Gospodarze jednak tej przewagi nie potrafili dowieźć nawet do końca pierwszej połowy, bowiem tuż przed ostatnim gwizdkiem sędziego Michaela Olivera strzałem głową do wyrównania doprowadził francuski obrońca Arsenalu, Mathieu Debuchy.
Druga połowa rozpoczęła się od bardzo nieprzyjemnego starcia Oliviera Giroud z Martinem Skrtelem, po którym słowacki obrońca zalał się krwią. Po kilkuminutowej interwencji lekarzy Słowak zdołał jednak wrócić do gry, ale po chwili dostał jeszcze jeden cios, gdy po jego błędzie do bramki The Reds trafił Olivier Giroud i Arsenal niespodziewanie wyszedł na prowadzenie.
Taki stan rzeczy doprowadził do niezwykle emocjonującej końcówki, bowiem zdesperowany Liverpool, grający już tylko dwójką obrońców, rzucił się do rozpaczliwych ataków. Przez długi czas Kanonierów ratowały świetne interwencje Wojciecha Szczęsnego, który obronił dwa bardzo groźne uderzenia Fabio Boriniego i Stevena Gerrarda.

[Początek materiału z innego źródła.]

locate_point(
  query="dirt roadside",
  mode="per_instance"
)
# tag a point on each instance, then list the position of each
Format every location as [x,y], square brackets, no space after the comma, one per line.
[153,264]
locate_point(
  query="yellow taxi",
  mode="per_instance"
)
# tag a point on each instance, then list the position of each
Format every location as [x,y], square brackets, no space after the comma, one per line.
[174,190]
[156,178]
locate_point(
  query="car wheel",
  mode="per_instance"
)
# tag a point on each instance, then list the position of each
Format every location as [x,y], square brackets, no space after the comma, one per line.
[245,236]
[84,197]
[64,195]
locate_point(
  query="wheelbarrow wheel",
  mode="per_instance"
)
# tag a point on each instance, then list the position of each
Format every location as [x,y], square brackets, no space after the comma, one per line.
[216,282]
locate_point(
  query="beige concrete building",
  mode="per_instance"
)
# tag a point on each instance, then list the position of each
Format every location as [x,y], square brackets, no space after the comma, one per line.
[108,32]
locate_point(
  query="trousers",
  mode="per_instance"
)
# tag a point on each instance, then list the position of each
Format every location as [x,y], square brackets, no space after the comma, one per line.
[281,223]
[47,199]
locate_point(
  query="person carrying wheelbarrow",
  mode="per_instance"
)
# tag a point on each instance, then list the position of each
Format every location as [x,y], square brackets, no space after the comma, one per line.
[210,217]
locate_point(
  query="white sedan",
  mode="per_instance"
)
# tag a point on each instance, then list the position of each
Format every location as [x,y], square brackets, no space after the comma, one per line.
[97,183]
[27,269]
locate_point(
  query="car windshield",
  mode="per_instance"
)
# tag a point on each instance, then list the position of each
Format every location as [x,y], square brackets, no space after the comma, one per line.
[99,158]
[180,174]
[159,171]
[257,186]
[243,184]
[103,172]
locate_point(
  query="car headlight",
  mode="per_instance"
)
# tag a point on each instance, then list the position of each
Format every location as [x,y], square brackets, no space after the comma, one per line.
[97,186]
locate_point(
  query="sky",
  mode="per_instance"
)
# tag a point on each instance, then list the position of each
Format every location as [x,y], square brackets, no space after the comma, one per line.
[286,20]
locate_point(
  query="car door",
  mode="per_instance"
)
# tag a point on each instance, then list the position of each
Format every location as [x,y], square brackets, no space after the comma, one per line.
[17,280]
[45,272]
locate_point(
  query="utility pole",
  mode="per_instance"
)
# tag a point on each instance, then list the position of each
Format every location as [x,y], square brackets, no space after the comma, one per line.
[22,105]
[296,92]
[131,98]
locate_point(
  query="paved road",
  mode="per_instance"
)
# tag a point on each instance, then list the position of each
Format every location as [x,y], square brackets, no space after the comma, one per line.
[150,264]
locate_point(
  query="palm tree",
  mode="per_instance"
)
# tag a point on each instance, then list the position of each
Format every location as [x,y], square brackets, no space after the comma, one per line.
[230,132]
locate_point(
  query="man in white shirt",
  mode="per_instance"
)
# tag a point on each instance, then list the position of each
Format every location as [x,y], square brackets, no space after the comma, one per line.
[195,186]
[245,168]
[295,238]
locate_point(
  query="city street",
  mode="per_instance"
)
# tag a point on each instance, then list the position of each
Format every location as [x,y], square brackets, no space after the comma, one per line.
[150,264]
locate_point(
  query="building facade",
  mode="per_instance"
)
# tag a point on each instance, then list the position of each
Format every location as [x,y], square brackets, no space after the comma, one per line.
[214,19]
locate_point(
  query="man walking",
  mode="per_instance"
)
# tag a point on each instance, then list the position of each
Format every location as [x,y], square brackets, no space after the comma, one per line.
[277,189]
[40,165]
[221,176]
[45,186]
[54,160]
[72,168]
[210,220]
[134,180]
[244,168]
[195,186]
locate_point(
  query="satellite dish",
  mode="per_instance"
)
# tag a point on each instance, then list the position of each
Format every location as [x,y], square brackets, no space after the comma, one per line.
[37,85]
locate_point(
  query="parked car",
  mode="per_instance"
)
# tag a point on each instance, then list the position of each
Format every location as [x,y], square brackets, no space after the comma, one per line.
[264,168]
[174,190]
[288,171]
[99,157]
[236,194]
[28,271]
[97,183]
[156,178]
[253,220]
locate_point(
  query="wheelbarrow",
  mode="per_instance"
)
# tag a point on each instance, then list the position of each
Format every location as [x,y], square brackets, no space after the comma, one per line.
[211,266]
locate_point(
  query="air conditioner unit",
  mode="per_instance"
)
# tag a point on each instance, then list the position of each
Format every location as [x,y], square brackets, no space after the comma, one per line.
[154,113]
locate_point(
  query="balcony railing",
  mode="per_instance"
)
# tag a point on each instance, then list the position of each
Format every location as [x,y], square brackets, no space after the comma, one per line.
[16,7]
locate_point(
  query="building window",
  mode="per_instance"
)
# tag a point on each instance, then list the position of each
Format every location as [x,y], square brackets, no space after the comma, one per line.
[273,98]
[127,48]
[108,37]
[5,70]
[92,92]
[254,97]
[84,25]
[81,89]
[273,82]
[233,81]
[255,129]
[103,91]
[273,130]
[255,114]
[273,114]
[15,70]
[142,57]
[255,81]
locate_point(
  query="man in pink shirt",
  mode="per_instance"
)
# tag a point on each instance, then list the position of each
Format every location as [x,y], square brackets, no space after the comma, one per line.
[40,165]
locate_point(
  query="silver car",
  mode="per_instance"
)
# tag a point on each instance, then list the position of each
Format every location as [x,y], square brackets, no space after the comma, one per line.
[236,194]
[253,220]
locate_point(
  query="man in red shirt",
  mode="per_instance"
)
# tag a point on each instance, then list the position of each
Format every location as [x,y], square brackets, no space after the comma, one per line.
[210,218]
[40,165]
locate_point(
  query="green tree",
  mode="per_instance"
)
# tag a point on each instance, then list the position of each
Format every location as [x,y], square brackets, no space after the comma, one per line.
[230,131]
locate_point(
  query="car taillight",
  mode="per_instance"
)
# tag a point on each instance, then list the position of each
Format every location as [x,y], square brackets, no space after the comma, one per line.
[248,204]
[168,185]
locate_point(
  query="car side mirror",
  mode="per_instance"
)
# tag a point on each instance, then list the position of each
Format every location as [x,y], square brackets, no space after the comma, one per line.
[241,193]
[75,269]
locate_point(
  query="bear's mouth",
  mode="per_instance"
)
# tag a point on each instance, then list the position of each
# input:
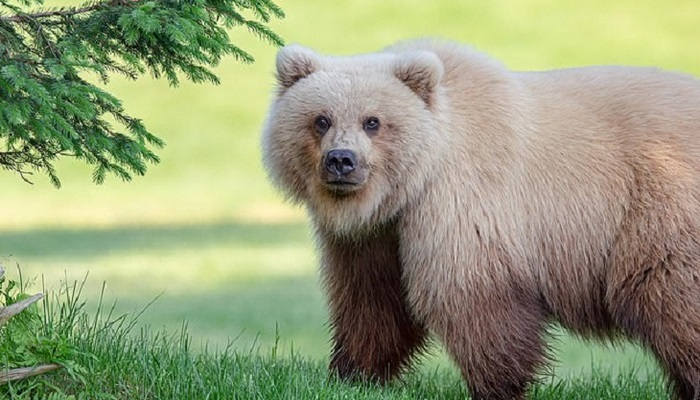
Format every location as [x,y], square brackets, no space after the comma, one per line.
[342,187]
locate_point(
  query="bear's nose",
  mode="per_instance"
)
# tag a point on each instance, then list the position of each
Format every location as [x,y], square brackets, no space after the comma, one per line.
[340,162]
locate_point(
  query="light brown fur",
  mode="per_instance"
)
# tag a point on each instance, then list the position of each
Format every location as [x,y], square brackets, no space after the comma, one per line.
[491,202]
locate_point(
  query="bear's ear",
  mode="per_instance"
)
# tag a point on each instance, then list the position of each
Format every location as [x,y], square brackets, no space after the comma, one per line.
[421,72]
[295,62]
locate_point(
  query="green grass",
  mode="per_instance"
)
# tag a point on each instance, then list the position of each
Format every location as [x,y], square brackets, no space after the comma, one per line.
[205,231]
[107,356]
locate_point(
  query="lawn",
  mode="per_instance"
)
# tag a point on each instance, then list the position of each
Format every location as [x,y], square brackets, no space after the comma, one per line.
[205,233]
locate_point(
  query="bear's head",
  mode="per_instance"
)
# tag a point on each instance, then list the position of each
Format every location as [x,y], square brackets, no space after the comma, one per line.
[350,136]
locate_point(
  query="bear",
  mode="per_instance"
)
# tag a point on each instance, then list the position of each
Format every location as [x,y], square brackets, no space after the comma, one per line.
[455,199]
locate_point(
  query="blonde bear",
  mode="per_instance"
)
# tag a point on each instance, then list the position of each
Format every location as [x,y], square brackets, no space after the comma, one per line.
[452,197]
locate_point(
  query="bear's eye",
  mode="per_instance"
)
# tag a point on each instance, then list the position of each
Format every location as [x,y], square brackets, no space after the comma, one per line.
[371,125]
[322,124]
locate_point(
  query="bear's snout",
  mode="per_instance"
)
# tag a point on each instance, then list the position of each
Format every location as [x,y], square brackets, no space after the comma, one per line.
[343,171]
[340,162]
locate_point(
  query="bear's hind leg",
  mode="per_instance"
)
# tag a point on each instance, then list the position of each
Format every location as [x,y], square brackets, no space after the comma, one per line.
[660,306]
[374,334]
[496,338]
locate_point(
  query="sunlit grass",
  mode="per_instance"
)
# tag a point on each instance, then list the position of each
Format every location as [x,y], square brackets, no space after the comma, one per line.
[206,232]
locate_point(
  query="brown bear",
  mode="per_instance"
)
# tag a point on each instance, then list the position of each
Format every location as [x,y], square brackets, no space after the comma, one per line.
[455,198]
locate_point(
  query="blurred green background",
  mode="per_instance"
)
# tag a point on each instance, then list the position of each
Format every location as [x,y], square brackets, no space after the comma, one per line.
[206,231]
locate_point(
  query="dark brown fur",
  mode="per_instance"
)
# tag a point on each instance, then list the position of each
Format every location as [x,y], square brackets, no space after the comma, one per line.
[374,335]
[493,203]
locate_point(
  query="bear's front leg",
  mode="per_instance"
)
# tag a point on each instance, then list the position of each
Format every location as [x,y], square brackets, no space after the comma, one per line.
[374,334]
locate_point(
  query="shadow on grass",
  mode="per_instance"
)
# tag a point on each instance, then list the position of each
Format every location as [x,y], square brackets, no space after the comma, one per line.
[92,242]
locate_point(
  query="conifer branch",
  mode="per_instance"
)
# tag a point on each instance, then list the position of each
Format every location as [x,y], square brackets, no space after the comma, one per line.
[48,111]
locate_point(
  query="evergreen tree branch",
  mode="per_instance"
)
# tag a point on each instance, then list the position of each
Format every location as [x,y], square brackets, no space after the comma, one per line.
[48,111]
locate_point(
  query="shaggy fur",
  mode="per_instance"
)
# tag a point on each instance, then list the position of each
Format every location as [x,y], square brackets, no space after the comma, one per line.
[488,203]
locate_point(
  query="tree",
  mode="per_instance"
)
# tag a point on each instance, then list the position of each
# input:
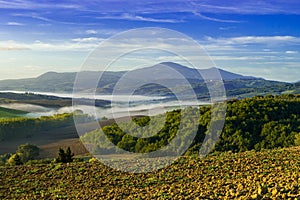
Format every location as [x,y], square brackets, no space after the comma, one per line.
[28,152]
[15,159]
[69,155]
[64,157]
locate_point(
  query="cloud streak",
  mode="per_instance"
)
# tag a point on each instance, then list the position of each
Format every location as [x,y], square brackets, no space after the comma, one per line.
[131,17]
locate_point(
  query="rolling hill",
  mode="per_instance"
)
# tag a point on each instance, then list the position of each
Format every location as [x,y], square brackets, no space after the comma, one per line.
[166,73]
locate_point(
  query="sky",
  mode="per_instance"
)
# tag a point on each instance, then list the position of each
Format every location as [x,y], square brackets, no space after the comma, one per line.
[252,37]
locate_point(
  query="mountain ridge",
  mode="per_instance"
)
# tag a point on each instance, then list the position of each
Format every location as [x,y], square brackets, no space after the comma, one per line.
[164,73]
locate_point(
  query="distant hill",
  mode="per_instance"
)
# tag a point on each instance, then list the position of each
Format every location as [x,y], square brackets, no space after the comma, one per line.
[11,113]
[166,73]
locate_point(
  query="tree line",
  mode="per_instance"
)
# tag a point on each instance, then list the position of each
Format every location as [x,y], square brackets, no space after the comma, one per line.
[261,122]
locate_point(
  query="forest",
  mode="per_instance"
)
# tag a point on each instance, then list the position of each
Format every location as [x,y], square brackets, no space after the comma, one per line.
[261,122]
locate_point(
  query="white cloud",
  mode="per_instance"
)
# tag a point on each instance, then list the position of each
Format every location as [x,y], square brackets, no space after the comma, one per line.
[131,17]
[91,32]
[254,40]
[291,52]
[14,24]
[198,14]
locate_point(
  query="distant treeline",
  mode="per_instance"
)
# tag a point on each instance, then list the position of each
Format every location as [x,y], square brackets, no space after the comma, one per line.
[27,127]
[253,123]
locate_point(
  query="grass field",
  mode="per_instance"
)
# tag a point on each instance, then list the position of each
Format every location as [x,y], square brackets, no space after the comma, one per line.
[269,174]
[11,113]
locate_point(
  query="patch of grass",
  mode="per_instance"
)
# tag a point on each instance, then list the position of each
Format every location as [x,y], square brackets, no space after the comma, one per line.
[11,113]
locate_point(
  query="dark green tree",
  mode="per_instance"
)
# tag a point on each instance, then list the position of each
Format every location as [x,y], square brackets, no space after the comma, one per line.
[64,157]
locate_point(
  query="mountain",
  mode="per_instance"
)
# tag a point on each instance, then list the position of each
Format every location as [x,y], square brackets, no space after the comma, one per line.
[158,79]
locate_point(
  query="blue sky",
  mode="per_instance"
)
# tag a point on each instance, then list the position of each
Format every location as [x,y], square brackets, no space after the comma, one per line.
[258,38]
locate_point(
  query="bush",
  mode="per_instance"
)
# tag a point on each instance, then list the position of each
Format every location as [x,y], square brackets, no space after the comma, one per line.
[15,159]
[28,152]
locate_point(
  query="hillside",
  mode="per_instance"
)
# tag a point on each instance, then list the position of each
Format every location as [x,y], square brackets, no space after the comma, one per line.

W doliczonym czasie gry Liverpool musiał sobie radzić dodatkowo w osłabieniu, bowiem niepotrzebną drugą żółtą kartkę obejrzał rezerwowy Borini, ale nawet to nie załamało podopiecznych Brendana Rodgersa, bo już w 97. minucie idealnie wykonany rzut rożny przyniósł dramatyczne wyrównanie autorstwa Martina Skrtela, który głową nie dał Wojciechowi Szczęsnemu żadnych szans. Ostatni cios miał jeszcze okazję zadać Arsenal, jednak Brada Jonesa nie potrafili pokonać Hiszpanie – Santi Cazorla oraz Nacho Monreal i ostatecznie ten mecz zakończył się zasłużonym remisem 2:2, który jednak nie zadowala ani jednej, ani drugiej drużyny, bowiem obie, zamiast zbliżyć się do czołówki, zanotował kolejną stratę. Święta na Anfield Road i Emirates Stadium na pewno nie będą należały do najmilszych.